I believe this came out in July this year. We have some info on our Facebook page Not sure if you are already a member there? Diamond Resort Members.


----------



## mercman61 (Oct 30, 2014)

*Utilized the Club Combinations to upgrade to Gold*

We competed two owners updates one was a brunch invite and the other was a last visit with our old Sampler.  The first visit was terrible, the rep was just focused on selling us points ( min of 8500 points) without understanding our travel needs and desires.  She did not mention the Club Combinations program  during her pitch and told us the price per point would $7.98.  We were at 22,500 points at the Silver level. 

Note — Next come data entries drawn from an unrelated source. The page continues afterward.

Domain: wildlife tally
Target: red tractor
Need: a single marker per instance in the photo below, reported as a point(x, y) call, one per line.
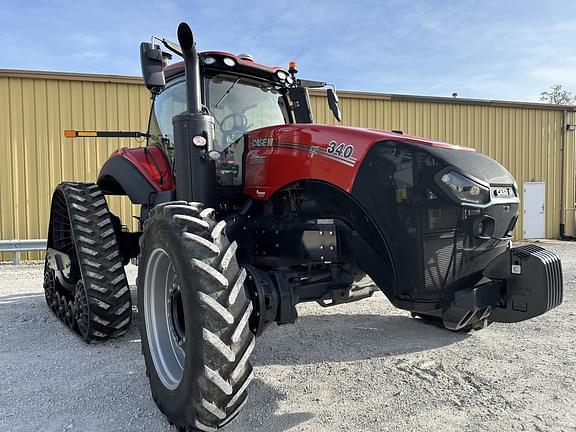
point(249, 208)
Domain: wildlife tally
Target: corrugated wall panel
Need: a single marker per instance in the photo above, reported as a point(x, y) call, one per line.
point(34, 110)
point(36, 157)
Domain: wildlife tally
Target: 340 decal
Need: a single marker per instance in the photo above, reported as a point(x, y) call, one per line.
point(342, 149)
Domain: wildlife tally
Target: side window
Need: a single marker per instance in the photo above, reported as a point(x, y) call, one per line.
point(170, 102)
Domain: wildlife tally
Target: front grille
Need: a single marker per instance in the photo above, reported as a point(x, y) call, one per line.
point(553, 270)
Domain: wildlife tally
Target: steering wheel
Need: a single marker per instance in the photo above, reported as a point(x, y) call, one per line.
point(233, 126)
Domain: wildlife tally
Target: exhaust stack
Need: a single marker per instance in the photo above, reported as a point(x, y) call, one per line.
point(193, 133)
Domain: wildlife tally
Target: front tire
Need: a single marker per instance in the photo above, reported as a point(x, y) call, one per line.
point(194, 317)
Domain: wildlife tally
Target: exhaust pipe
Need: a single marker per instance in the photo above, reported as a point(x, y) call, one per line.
point(193, 133)
point(192, 68)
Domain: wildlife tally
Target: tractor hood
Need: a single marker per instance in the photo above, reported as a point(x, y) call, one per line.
point(277, 156)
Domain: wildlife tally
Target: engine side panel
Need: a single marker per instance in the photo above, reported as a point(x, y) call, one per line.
point(280, 155)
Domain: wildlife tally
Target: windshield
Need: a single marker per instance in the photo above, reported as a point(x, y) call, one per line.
point(240, 105)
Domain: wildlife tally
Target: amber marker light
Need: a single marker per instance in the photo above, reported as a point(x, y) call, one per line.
point(80, 134)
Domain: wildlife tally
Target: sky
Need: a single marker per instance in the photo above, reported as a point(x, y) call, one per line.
point(487, 49)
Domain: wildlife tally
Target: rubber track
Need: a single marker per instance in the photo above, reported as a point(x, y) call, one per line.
point(99, 260)
point(227, 340)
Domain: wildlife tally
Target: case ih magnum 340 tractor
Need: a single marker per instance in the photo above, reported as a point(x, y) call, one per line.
point(248, 208)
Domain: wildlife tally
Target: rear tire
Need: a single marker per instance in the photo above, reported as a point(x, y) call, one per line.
point(194, 317)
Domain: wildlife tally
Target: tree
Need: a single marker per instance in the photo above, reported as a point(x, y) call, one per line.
point(557, 95)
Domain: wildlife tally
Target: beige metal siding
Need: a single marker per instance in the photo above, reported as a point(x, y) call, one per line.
point(36, 107)
point(525, 139)
point(34, 155)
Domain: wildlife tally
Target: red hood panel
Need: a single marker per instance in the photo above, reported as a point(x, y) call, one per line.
point(281, 155)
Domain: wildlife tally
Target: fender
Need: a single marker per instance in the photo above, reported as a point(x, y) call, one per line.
point(137, 173)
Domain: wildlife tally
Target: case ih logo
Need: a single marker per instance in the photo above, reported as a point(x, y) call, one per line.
point(262, 142)
point(503, 192)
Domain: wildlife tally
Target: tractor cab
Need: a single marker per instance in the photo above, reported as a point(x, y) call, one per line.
point(241, 96)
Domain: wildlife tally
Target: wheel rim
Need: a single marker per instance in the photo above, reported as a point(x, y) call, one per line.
point(164, 318)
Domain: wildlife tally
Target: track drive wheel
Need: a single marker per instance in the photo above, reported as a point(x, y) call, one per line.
point(92, 295)
point(194, 317)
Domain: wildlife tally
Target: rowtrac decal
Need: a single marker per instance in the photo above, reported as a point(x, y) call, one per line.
point(339, 152)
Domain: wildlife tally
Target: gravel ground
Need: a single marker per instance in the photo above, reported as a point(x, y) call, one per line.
point(359, 367)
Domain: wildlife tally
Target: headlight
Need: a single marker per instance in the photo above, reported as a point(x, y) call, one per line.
point(465, 189)
point(281, 75)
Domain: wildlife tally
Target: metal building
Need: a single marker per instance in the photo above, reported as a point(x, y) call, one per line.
point(535, 142)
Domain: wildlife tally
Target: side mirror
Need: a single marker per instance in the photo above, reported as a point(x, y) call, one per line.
point(152, 60)
point(333, 103)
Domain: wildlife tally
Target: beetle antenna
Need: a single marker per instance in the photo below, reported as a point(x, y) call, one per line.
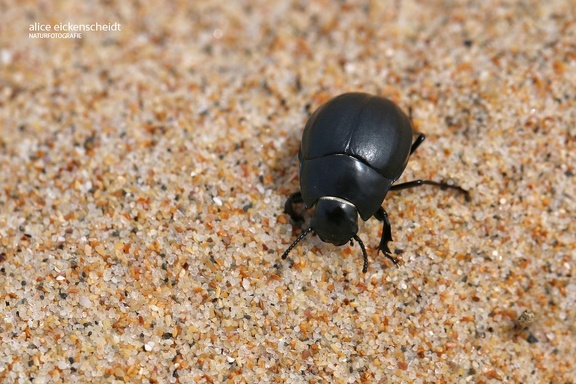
point(365, 268)
point(298, 239)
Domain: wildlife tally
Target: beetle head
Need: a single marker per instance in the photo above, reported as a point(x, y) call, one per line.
point(335, 220)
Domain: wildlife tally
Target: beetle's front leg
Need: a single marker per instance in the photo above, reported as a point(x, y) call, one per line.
point(382, 216)
point(295, 198)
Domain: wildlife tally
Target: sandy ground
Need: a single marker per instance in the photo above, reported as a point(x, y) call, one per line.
point(143, 175)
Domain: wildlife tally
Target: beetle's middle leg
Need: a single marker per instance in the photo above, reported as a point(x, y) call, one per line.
point(295, 198)
point(382, 216)
point(419, 140)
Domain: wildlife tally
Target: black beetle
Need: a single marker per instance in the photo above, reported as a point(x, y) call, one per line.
point(354, 147)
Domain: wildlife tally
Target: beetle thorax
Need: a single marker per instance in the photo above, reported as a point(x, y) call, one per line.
point(335, 220)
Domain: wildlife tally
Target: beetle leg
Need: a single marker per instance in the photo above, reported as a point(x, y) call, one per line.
point(295, 198)
point(382, 216)
point(418, 183)
point(419, 140)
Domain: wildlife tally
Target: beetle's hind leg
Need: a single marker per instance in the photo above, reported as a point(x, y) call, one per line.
point(382, 216)
point(295, 198)
point(418, 183)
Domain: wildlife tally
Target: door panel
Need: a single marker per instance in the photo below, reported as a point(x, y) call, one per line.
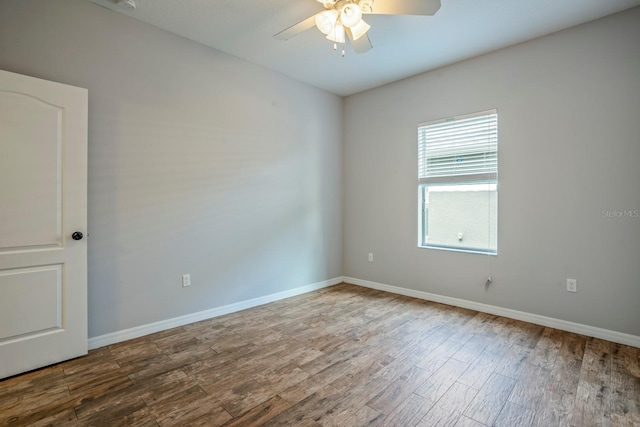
point(31, 166)
point(43, 200)
point(31, 301)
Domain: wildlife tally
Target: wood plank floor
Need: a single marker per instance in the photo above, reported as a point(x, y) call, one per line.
point(341, 356)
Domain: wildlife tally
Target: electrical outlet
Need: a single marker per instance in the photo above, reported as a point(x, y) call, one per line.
point(186, 280)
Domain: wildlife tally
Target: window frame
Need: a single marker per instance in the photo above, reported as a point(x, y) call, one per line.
point(481, 177)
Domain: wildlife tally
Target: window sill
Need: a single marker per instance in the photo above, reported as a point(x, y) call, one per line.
point(463, 250)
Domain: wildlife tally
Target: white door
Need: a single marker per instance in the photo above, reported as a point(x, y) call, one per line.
point(43, 201)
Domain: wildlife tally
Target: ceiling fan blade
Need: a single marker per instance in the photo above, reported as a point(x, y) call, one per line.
point(405, 7)
point(362, 45)
point(296, 29)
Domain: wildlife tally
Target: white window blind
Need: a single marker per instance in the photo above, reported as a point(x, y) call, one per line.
point(459, 148)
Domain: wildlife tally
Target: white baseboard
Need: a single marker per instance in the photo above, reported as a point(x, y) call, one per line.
point(578, 328)
point(139, 331)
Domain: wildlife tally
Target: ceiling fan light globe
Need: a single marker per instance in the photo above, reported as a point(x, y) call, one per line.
point(337, 34)
point(350, 14)
point(366, 6)
point(359, 30)
point(326, 21)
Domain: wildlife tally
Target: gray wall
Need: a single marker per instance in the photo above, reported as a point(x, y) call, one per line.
point(199, 163)
point(569, 149)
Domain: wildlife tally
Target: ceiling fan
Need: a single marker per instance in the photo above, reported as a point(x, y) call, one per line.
point(344, 17)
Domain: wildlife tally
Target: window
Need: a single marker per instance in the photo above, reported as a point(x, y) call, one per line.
point(458, 183)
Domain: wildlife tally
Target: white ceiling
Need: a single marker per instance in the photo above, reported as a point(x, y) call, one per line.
point(402, 45)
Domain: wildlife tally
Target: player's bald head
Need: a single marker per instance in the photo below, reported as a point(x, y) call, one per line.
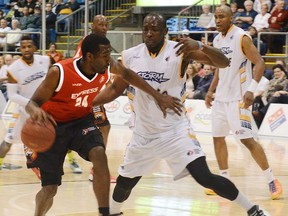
point(225, 10)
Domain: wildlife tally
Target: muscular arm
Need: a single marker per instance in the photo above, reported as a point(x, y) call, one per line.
point(164, 101)
point(207, 55)
point(111, 92)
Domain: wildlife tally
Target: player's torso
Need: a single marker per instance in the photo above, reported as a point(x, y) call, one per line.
point(29, 77)
point(234, 78)
point(75, 92)
point(163, 73)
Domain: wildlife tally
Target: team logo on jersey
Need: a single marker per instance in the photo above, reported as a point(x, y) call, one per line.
point(33, 77)
point(226, 50)
point(153, 76)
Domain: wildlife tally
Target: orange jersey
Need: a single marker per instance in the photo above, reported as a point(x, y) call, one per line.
point(75, 92)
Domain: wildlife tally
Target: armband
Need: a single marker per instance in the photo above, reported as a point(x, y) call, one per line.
point(253, 86)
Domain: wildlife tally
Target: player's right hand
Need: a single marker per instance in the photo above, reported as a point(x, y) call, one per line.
point(209, 99)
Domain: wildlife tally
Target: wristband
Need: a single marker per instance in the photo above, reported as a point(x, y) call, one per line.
point(253, 86)
point(200, 45)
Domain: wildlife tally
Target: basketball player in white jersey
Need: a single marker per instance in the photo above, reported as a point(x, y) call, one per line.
point(24, 76)
point(171, 138)
point(234, 87)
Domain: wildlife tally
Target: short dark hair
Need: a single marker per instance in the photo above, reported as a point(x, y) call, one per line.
point(26, 37)
point(92, 42)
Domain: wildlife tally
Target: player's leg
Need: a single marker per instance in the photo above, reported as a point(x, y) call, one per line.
point(259, 156)
point(74, 166)
point(241, 126)
point(222, 186)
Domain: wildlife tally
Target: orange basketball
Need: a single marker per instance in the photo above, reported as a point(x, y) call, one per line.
point(38, 136)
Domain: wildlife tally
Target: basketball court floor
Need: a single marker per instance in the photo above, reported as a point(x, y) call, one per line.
point(155, 195)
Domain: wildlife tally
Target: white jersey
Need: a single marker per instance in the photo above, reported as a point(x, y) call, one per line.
point(236, 78)
point(29, 77)
point(163, 73)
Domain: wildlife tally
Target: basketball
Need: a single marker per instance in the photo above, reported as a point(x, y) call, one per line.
point(38, 136)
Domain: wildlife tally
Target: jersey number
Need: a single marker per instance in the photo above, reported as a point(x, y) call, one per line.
point(82, 102)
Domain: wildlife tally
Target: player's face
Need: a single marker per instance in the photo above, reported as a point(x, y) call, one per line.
point(153, 32)
point(100, 61)
point(27, 49)
point(100, 26)
point(223, 20)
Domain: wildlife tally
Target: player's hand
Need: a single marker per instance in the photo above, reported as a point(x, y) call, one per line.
point(169, 102)
point(248, 99)
point(186, 46)
point(209, 99)
point(37, 114)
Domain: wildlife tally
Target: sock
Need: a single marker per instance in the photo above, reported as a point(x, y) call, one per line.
point(104, 211)
point(70, 156)
point(269, 175)
point(243, 201)
point(115, 207)
point(225, 173)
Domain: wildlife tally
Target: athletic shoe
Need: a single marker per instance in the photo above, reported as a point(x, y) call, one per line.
point(90, 177)
point(118, 214)
point(37, 172)
point(75, 167)
point(208, 191)
point(255, 211)
point(275, 189)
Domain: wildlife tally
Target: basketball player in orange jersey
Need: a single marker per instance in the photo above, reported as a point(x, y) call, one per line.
point(100, 27)
point(65, 98)
point(24, 76)
point(171, 139)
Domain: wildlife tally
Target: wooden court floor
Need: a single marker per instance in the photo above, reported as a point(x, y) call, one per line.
point(155, 195)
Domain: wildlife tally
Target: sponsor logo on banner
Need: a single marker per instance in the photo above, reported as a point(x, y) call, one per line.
point(127, 108)
point(276, 119)
point(112, 106)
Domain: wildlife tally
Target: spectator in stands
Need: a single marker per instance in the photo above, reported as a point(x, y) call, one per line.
point(3, 30)
point(191, 72)
point(205, 17)
point(277, 84)
point(277, 22)
point(257, 6)
point(54, 54)
point(12, 37)
point(261, 20)
point(236, 13)
point(50, 24)
point(246, 17)
point(24, 20)
point(254, 35)
point(204, 83)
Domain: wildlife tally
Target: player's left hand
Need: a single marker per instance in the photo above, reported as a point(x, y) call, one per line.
point(168, 102)
point(187, 45)
point(248, 99)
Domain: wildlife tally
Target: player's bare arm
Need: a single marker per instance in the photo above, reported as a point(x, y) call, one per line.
point(191, 49)
point(163, 101)
point(211, 90)
point(43, 93)
point(253, 55)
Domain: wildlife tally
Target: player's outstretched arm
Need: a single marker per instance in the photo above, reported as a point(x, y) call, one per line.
point(196, 50)
point(42, 94)
point(163, 101)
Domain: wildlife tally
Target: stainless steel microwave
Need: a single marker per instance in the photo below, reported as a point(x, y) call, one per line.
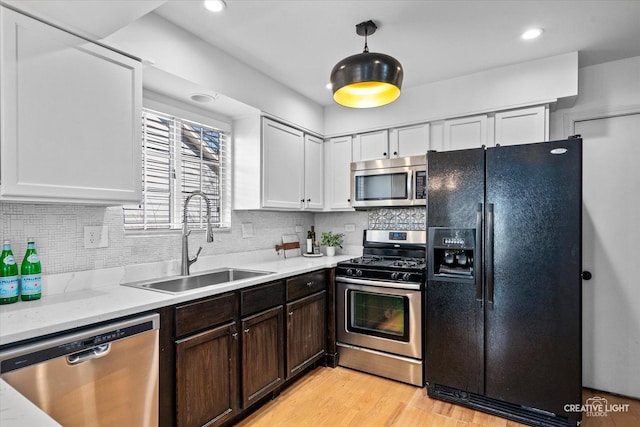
point(389, 182)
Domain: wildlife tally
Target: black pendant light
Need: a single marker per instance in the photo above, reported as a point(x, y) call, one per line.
point(367, 79)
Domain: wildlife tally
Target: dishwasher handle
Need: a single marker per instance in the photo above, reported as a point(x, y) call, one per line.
point(90, 354)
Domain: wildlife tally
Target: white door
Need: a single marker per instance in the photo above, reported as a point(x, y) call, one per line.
point(282, 166)
point(611, 252)
point(338, 173)
point(467, 132)
point(313, 173)
point(522, 126)
point(409, 141)
point(371, 146)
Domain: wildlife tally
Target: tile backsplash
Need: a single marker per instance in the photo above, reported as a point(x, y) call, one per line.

We went this week for our final Sampler visit and went though our second presentation where they listened to us, our needs and our budget.  they explained the Club Combinations program and how it could help reduce the amount of point we needed to purchase from 8500 to 4000 points and after some back and forth the price per point ended up being $3.35 point.  This upgraded us to Gold Status and we did not need to purchase the additional 4500 points we really did not need just to get to Gold.  Overall we have been very happy with Diamond since we joined back in 2011 after converting two resale weeks into the Club and Points system by purchasing 2500 points at $3.25/pt.  We have heavily utilized the Diamond system and are continuing to learn how to leverage it.  The Club Combination is a great option for those who are close to next level and do not want o purchase as many points as now required (8500 pts at $7.98/pt.)


----------



## Marijeanl (Oct 31, 2014)

What exactly is the Club Combinations program?


----------



## kalima (Oct 31, 2014)

*hi there!*

I hope you don't mind....I love this TUG site but I also belong to a Facebook site called: Diamond Resort Members....they would love to hear about your positive experiences and they can also help advise you about DRI products...Club Combinations is where you still keep your deeded week but for a fee you can get a points allocation for it...have to go but maybe see you on the facebook page


----------



## RuralEngineer (Nov 1, 2014)

mercman61 said:


> Overall we have been very happy with Diamond since we joined back in 2011 after converting two resale weeks into the Club and Points system by purchasing 2500 points at $3.25/pt.



that is the best i have ever heard of.  

stephen


----------